Il a fallu un peu plus d'une semaine après avoir pris la présidence tournante de l'UE pour que la Hongrie « perde le moindre soupçon de confiance qui lui restait », a déclaré l'un des diplomates.

« Orban ne représente ni l’UE ni les États membres. Ses actions ne servent ni l’UE ni la paix. Elles jouent en faveur de Poutine et de son projet de guerre », a-t-il déclaré.

« C'est un carton jaune clair pour la Hongrie », a-t-il ajouté.

Un autre diplomate a confirmé la réaction violente de la Hongrie de la part de tous ses partenaires de l'UE – à l'exception de la Slovaquie, dont l'ambassadeur n'a pas pris la parole – mais a déclaré qu'aucune mesure n'avait été prise jusqu'à présent pour punir Budapest.
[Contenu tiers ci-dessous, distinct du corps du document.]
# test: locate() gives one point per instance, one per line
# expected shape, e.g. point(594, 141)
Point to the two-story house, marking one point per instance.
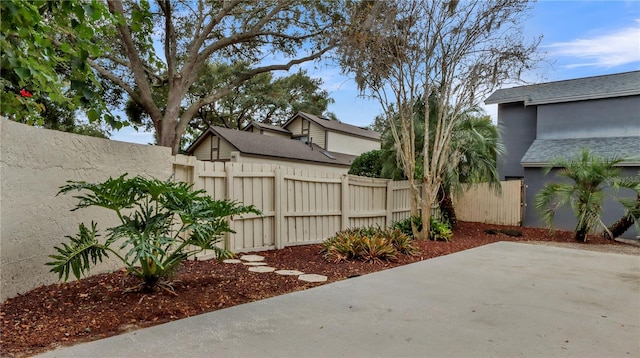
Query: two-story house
point(544, 122)
point(305, 142)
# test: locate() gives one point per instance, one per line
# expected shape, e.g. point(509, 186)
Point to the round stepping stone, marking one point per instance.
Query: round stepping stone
point(252, 258)
point(289, 272)
point(231, 261)
point(312, 277)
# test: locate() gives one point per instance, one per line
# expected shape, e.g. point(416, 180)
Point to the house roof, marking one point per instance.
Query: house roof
point(607, 86)
point(544, 151)
point(276, 147)
point(336, 126)
point(268, 127)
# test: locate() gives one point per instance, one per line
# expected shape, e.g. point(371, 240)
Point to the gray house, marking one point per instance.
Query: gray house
point(546, 121)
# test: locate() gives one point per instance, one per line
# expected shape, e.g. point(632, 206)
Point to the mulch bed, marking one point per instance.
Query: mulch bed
point(98, 307)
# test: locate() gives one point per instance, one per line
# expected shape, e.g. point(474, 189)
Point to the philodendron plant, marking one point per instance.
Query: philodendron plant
point(162, 223)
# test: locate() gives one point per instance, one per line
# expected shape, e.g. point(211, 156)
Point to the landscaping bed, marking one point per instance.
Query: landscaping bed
point(98, 306)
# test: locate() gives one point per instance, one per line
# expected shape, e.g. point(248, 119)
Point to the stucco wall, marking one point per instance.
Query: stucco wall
point(518, 127)
point(611, 117)
point(34, 163)
point(243, 158)
point(565, 219)
point(344, 143)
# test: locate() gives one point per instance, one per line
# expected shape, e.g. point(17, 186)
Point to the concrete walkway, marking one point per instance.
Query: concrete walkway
point(499, 300)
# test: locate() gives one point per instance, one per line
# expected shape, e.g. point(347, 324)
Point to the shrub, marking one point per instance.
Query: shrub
point(439, 230)
point(367, 244)
point(162, 224)
point(401, 241)
point(376, 249)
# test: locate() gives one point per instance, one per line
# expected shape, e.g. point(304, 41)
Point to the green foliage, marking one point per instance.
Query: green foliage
point(588, 176)
point(438, 231)
point(162, 223)
point(45, 48)
point(367, 244)
point(368, 164)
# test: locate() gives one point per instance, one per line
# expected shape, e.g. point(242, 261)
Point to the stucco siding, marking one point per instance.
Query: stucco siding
point(518, 128)
point(344, 143)
point(203, 150)
point(611, 117)
point(34, 163)
point(565, 219)
point(317, 135)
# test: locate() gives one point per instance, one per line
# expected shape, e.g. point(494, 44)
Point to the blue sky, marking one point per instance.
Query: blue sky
point(580, 39)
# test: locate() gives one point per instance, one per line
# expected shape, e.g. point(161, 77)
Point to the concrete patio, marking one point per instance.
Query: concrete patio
point(499, 300)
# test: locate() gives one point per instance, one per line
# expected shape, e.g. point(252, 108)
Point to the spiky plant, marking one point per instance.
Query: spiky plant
point(162, 223)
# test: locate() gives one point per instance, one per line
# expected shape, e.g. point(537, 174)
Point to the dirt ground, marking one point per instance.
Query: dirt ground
point(98, 306)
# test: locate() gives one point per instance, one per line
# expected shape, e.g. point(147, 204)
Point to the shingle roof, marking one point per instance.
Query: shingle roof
point(278, 147)
point(268, 127)
point(545, 151)
point(337, 126)
point(616, 85)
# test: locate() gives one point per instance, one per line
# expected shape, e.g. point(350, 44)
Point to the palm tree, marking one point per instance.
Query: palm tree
point(589, 175)
point(475, 146)
point(632, 209)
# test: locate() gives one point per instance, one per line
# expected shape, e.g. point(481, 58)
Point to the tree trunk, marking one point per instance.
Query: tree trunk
point(446, 206)
point(621, 226)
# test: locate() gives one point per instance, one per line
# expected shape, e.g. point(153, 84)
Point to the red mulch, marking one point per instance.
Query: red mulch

« Aucune mesure concrète n'a été mise sur la table, y compris de la part de la Pologne, qui a mis cette question à l'ordre du jour », a déclaré le diplomate.

Mais « il est également clair que si ces actions continuent, se répètent, cette question sera à nouveau soulevée ».

- Inspiré de Trump -

Orban, un dirigeant populiste qui s'inspire de Donald Trump, au point de faire du slogan de la présidence hongroise de l'UE « Make Europe Great Again », a longtemps adopté une position sceptique sur le soutien financier, politique et militaire du bloc à l'Ukraine.

Il a bloqué ou entravé à plusieurs reprises le consensus de l’UE sur les mesures visant à aider Kiev, tout en gardant ouverts des canaux chaleureux avec Poutine.

Après avoir rencontré le président russe, Orban a envoyé une lettre au président du Conseil européen, Charles Michel, affirmant que Poutine était ouvert « à toute proposition de cessez-le-feu qui ne servirait pas à la relocalisation et à la réorganisation cachées des forces ukrainiennes ».

Orban a déclaré que Poutine avait également des « plans détaillés » sur ce à quoi devrait ressembler la « nouvelle architecture européenne » après la fin de la guerre, mais sa lettre ne donne aucun détail. Orban a déclaré qu'il avait l'intention de poursuivre sa mission solitaire « la semaine prochaine ».

Alors que les pays de l'UE semblent résignés à ce que la Hongrie continue à présider les réunions ministérielles du bloc - le rôle principal de la présidence de l'UE - jusqu'à la fin de l'année, certains signes indiquent qu'ils pourraient faire marche arrière en envoyant plus de fonctionnaires juniors que prévu, comme la plupart l'ont fait lors d'une réunion cette semaine.

Certains diplomates ont qualifié la participation des moins gradés de « boycotts ».

Parallèlement à sa présidence, Orban a lancé une faction d'extrême droite au Parlement européen pour promouvoir ses opinions anti-immigrées et eurosceptiques : les Patriotes pour l'Europe, rejoints lundi par le Rassemblement national d'extrême droite de Marine Le Pen en France.

Le Parlement retarde le discours traditionnel du chef de la présidence tournante de l'UE, repoussant le moment d'Orban à septembre - apparemment pour se concentrer sur les candidats à la Commission européenne après les élections du mois dernier, ont déclaré des responsables du Parlement.